From MAPS on YouTube · 22:55 · Therapeutic Use

About This Video

This panel from the MAPS Psychedelic Science conference presents early data from VA-affiliated psilocybin trials for combat PTSD. The video is particularly valuable for veterans and their families because it addresses the specific trauma profile of combat PTSD — hypervigilance, moral injury, and the co-occurring substance use that develops as self-medication — rather than generalizing from civilian depression studies.

The researchers explain why psilocybin may work differently for PTSD than for depression. In PTSD, traumatic memories are often 'locked' in their original emotional intensity — the hippocampus fails to consolidate them as past events. Psilocybin's combination of neuroplasticity enhancement and reduced defensive processing appears to allow reprocessing of these memories with less activation of threat response.

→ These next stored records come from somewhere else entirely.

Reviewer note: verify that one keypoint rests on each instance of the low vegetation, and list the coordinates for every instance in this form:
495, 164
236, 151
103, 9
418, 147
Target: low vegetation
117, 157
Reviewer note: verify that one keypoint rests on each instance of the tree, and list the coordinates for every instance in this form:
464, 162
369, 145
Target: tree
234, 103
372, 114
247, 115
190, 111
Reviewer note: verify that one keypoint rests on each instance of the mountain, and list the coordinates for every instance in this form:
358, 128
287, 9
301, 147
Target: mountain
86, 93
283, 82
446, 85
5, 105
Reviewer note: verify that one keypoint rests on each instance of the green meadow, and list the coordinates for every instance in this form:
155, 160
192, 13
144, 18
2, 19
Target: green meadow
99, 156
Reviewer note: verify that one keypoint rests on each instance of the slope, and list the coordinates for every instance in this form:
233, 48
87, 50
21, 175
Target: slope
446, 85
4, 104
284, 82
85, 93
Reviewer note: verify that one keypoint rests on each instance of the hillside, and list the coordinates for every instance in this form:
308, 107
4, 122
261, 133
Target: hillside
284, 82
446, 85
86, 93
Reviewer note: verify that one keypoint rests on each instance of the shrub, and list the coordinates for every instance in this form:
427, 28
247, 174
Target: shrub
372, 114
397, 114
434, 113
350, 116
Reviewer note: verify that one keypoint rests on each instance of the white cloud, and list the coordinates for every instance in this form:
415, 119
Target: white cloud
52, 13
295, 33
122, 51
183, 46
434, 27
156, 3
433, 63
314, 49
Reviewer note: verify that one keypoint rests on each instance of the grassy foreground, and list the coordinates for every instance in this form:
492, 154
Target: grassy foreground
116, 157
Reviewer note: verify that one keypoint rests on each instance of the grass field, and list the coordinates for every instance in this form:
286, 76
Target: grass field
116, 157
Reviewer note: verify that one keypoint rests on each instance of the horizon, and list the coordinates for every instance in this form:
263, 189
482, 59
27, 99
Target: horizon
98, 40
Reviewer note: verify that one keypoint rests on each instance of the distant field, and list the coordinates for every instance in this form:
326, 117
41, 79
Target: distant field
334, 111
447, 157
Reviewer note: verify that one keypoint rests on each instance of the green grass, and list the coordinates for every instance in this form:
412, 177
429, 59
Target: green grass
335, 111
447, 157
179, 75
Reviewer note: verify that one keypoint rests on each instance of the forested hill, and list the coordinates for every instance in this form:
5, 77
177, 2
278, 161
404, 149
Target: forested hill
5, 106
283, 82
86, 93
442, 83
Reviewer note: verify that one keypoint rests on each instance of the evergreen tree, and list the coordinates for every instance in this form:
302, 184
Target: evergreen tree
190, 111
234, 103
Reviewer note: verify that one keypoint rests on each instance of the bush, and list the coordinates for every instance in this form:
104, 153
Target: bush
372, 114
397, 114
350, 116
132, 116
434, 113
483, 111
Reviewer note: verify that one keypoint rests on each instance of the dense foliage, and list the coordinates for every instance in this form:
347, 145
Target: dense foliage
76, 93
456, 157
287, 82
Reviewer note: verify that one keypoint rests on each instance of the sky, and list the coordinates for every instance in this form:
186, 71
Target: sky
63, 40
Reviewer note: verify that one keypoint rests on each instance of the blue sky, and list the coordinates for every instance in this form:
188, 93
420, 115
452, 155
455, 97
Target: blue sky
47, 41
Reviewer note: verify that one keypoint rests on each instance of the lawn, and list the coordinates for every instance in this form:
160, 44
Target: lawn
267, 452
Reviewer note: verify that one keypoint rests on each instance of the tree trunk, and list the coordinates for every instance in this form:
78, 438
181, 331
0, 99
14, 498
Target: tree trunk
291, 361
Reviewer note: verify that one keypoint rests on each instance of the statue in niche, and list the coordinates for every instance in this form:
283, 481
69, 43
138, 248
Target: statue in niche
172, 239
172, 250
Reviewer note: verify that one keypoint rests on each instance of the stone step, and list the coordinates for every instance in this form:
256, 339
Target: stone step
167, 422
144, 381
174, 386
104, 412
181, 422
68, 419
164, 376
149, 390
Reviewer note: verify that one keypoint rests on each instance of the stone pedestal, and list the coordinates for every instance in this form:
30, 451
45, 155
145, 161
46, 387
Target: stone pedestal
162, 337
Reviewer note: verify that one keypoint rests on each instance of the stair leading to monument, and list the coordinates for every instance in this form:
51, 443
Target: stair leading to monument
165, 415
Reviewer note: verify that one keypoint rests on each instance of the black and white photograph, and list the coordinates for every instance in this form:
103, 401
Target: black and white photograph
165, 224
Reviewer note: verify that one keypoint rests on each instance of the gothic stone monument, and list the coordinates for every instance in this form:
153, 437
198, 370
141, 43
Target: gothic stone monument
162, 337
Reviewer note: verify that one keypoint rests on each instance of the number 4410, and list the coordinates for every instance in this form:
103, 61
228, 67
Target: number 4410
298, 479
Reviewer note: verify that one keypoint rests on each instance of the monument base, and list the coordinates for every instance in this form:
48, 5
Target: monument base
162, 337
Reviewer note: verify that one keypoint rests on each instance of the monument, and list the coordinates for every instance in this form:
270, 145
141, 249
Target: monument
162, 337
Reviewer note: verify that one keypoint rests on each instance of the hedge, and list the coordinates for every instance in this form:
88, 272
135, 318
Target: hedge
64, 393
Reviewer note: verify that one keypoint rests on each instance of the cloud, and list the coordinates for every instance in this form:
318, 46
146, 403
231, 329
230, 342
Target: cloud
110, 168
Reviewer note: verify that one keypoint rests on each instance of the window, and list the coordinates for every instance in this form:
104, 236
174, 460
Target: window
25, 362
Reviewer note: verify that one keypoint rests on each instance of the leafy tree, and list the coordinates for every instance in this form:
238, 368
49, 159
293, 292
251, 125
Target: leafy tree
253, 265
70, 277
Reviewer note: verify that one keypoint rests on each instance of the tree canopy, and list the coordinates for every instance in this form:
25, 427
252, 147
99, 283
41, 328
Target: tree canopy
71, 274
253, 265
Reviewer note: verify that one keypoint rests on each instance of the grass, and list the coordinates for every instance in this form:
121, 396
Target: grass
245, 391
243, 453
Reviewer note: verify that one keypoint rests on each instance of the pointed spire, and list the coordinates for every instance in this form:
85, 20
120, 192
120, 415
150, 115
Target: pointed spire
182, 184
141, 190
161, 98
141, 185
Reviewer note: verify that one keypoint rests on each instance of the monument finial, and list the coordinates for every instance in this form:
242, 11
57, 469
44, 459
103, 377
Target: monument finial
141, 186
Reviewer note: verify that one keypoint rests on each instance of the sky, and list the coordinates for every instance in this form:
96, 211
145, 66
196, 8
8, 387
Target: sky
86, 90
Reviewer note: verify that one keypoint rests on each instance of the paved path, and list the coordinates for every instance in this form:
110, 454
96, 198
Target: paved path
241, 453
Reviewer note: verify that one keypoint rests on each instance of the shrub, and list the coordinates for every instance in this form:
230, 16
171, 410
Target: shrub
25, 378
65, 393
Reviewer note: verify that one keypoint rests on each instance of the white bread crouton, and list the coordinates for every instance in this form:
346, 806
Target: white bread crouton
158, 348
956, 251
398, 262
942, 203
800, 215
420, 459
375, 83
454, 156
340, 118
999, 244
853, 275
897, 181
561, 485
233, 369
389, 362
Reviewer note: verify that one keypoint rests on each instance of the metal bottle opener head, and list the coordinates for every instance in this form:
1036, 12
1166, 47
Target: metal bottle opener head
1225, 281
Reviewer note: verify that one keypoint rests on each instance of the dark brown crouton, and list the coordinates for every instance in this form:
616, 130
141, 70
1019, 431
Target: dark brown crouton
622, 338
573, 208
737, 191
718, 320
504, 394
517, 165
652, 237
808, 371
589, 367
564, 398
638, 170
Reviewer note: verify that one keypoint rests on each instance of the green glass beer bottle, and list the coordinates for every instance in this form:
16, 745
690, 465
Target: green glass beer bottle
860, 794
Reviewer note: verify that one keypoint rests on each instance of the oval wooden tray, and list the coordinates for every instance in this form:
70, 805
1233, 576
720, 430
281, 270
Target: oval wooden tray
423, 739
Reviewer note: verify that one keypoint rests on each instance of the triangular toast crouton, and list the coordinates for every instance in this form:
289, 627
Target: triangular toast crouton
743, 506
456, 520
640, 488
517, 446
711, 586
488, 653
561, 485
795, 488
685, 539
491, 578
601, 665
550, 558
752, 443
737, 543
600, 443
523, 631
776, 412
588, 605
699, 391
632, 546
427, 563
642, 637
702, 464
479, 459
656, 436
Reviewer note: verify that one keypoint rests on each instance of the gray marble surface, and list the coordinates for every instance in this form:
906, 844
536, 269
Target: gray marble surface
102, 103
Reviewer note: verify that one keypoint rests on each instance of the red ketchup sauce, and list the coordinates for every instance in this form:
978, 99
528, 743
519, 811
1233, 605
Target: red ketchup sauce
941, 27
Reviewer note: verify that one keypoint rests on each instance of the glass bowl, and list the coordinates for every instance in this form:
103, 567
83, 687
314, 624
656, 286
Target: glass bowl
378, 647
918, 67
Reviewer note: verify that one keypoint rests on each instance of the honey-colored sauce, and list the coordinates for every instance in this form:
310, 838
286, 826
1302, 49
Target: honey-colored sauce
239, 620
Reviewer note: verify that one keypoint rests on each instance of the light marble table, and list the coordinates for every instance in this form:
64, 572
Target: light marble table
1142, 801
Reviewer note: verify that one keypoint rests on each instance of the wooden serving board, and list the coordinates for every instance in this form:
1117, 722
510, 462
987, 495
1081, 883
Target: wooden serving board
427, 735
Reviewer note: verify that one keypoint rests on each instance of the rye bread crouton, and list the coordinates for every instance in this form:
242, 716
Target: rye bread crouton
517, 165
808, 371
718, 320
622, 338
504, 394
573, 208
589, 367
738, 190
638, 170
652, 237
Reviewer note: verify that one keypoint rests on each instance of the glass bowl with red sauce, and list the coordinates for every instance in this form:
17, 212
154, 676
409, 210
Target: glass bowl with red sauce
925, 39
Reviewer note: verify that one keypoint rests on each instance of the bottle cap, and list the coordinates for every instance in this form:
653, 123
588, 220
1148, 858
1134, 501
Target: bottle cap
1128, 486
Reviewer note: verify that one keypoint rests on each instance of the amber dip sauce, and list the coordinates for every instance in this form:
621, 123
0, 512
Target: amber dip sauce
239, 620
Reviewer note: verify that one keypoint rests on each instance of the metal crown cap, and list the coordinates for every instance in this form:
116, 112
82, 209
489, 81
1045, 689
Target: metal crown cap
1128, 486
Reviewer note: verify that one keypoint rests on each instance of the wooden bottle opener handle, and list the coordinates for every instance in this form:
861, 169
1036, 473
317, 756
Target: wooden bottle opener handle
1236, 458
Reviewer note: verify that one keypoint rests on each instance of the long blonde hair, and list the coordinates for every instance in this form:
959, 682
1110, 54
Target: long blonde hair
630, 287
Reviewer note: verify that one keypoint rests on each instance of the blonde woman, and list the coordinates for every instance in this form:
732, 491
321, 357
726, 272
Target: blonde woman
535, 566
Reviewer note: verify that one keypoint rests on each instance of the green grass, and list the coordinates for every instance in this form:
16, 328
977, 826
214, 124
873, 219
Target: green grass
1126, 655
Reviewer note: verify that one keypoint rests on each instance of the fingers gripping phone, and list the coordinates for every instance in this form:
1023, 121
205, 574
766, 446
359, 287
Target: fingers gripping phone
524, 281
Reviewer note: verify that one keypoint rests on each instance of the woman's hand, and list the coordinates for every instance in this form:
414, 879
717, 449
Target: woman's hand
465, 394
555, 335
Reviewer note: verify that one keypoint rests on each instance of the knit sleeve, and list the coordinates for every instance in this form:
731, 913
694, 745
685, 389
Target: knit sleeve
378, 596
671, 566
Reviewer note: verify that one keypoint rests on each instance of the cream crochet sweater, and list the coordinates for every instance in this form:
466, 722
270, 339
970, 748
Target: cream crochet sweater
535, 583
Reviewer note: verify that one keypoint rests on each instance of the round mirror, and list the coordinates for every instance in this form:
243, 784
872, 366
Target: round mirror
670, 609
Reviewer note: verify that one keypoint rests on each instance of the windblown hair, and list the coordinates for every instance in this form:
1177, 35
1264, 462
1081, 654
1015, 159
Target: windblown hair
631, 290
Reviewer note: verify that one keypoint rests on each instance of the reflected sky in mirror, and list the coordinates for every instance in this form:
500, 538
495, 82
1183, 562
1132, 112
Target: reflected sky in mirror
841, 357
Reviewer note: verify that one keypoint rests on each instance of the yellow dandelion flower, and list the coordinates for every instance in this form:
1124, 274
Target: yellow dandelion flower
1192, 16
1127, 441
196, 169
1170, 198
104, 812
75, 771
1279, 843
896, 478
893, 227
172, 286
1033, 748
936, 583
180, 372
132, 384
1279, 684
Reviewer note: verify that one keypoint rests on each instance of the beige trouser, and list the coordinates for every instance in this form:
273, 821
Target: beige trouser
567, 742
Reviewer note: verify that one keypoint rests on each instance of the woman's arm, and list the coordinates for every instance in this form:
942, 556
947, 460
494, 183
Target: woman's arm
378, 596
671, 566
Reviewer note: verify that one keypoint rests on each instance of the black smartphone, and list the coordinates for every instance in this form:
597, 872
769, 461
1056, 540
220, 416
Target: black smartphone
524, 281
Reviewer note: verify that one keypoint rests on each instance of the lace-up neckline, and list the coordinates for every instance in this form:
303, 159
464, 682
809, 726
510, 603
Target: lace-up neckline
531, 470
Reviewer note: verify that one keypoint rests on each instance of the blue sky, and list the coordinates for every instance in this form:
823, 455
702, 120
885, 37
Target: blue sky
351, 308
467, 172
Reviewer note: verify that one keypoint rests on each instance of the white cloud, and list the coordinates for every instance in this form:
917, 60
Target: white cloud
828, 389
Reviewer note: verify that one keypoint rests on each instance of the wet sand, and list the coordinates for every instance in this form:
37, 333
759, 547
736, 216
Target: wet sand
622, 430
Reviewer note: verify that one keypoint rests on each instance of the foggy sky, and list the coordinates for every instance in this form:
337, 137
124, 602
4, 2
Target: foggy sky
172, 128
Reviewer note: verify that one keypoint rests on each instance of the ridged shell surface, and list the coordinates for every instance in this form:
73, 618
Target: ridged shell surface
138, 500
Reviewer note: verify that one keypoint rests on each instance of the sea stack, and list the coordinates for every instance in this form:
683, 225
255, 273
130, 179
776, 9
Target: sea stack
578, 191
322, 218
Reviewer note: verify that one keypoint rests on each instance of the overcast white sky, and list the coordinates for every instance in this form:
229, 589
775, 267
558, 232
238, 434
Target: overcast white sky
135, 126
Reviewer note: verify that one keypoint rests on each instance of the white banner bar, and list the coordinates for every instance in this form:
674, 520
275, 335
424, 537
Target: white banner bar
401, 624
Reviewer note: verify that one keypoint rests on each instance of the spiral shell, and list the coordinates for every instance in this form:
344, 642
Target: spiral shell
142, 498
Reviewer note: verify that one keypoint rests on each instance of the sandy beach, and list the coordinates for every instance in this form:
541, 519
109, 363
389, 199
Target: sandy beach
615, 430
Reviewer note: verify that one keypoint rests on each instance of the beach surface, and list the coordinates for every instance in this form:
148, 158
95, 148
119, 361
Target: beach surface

The therapeutic context — specifically the role of a trusted guide — matters enormously for this population.

Key Takeaways

  • Combat PTSD has a specific profile (moral injury, hypervigilance, substance co-use) that differs from civilian PTSD — not all research generalizes.
  • Psilocybin may help PTSD by enabling reprocessing of locked traumatic memories through increased neuroplasticity and reduced threat response.
  • VA-affiliated trials are ongoing following the April 2026 executive order — eligible veterans can inquire at VA facilities about clinical trial enrollment.
  • The therapeutic relationship with a trained guide is considered critical for this population — set and setting matter more, not less, for trauma.
  • Ibogaine is also under study for veterans, particularly for opioid addiction co-occurring with TBI, per the 2026 executive order.